Les sensitifs sont tout autant individualistes que le reste de l’humanité. Lalsing Haribance possède une forte personnalité, qu’un air tranquille et effacé masque légèrement. Les expérimentateurs ont rapporté qu’il les exhorte à concevoir des contrôles extrêmement rigoureux pour les expériences auxquelles il participe, de façon à éliminer, en cas de résultats positifs, toute possibilité d’une autre explication que le psi. Converti, depuis une décennie, de l’hindouisme au christianisme, Haribance a tendance à considérer ses facultés psi comme des pouvoirs spirituels.

Au cours de l’expérience suivante, le chercheur Roll avait demandé à Haribance de déterminer, au seul moyen du psi, lesquelles parmi un certain nombre de photographies qu’il pouvait voir, représentaient des femmes et lesquelles des hommes. L’expérience fut conduite par une collaboratrice de Roll, assistante de recherche au laboratoire, nommée Judith Klein. Ils utilisèrent dix photographies, cinq de femmes et cinq d’hommes, collées sur des cartes. Comme deux réponses seulement étaient possibles – homme ou femme – on pouvait s’attendre à ce que Haribance fasse une divination correcte une fois sur deux en moyenne, par le seul fait du hasard. Les expérimentateurs estiment que du psi s’est produit, puisque Harribance est tombé juste significativement, bien plus souvent qu’une fois sur deux.

Le déroulement de l’expérience était le suivant: Klein
devait brasser les cartes puis les disposer, retournées, sur une table capitonnée, sans les regarder. Haribance se trouvait dans une autre pièce, séparé de Klein et des cartes par un mur épais d’une vingtaine de centimètres. Après avoir reçu le signal indiquant que Klein avait achevé de placer les cartes sur la table, Haribance devait inscrire sur une feuille de résultats l’ordre dans lequel se succédaient les cartes, selon lui. Puis il indiquait qu’il avait fini sa divination (le signal n’était pas verbal; Haribance frappait au mur, ou bien appuyait sur une sonnette). Klein devait alors, après avoir retourné les cartes, inscrire leur ordre véritable.

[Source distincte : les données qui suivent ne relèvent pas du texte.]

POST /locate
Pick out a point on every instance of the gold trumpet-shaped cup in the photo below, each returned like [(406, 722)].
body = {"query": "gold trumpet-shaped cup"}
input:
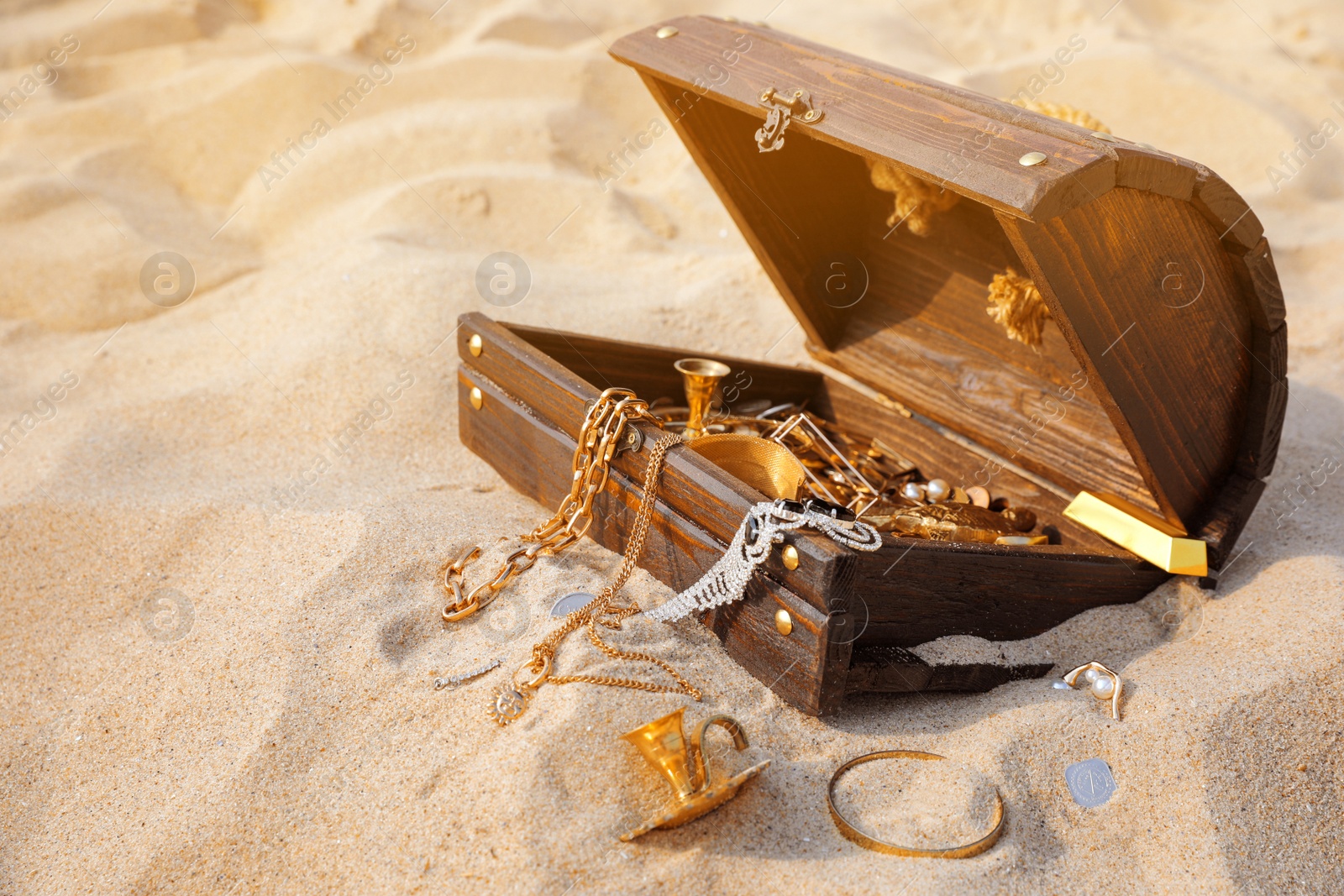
[(685, 768), (701, 378)]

Haribance fit rapidement ses divinations, presque sans penser, ne consacrant qu’une demi-seconde environ à chacune. Il ne sembla pas faire appel à une délibération consciente dans ses choix; il n’essaya pas non plus d’équilibrer sa liste pour qu’il y ait autant d’hommes que de femmes. Chaque jour, durant une décade, Haribance effectua dix séries de dix cartes chacune, soit un total de mille essais par expérience.

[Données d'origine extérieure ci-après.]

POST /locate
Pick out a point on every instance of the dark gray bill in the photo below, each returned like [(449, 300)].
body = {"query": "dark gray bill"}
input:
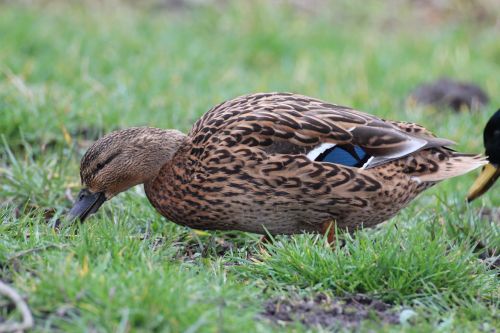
[(86, 204)]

La première expérience donna des résultats significatifs avec une probabilité associée de 1 pour 1 000. A mesure que Haribance se familiarisait avec la procédure expérimentale, les résultats s’améliorèrent de façon spectaculaire, jusqu’à cette culmination de 1 sur 100 billions, mentionnée plus haut.

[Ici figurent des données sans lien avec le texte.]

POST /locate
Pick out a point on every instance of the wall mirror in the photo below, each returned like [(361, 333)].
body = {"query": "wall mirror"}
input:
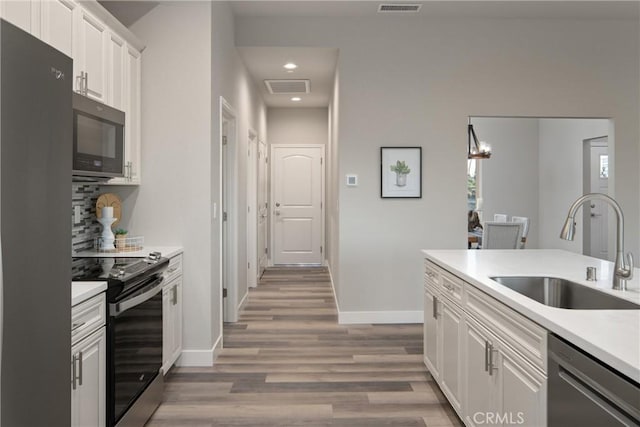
[(538, 167)]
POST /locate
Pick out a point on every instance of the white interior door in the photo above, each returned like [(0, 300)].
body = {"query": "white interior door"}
[(263, 209), (599, 210), (297, 177), (252, 219)]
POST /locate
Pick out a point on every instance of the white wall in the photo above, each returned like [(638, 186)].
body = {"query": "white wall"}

Rétrospectivement, Roll considère les résultats de son travail avec Haribance comme de loin les plus remarquables de toute sa carrière de chercheur en parapsychologie. Depuis, il voit en Haribance l’un des plus extraordinaires de tous les sensitifs ayant participé à la recherche en laboratoire. Roll pense que, outre les dons innés de Haribance comme sensitif, deux facteurs ont pu contribuer à l’obtention des résultats remarquables de cette expérience particulière. Le premier fut que Haribance bénéficiait du soutien tout spécial de deux membres de l’équipe expérimentale: Judith Klein et John Stump, avec lesquels il avait noué une relation chaleureuse, le second facteur fut que Harribance priait et méditait régulièrement avant le début des sessions expérimentales. Roll estime que ces pratiques ont aidé Haribance à se relaxer, et que l’approfondissement de sa relaxation a pu augmenter sa performance.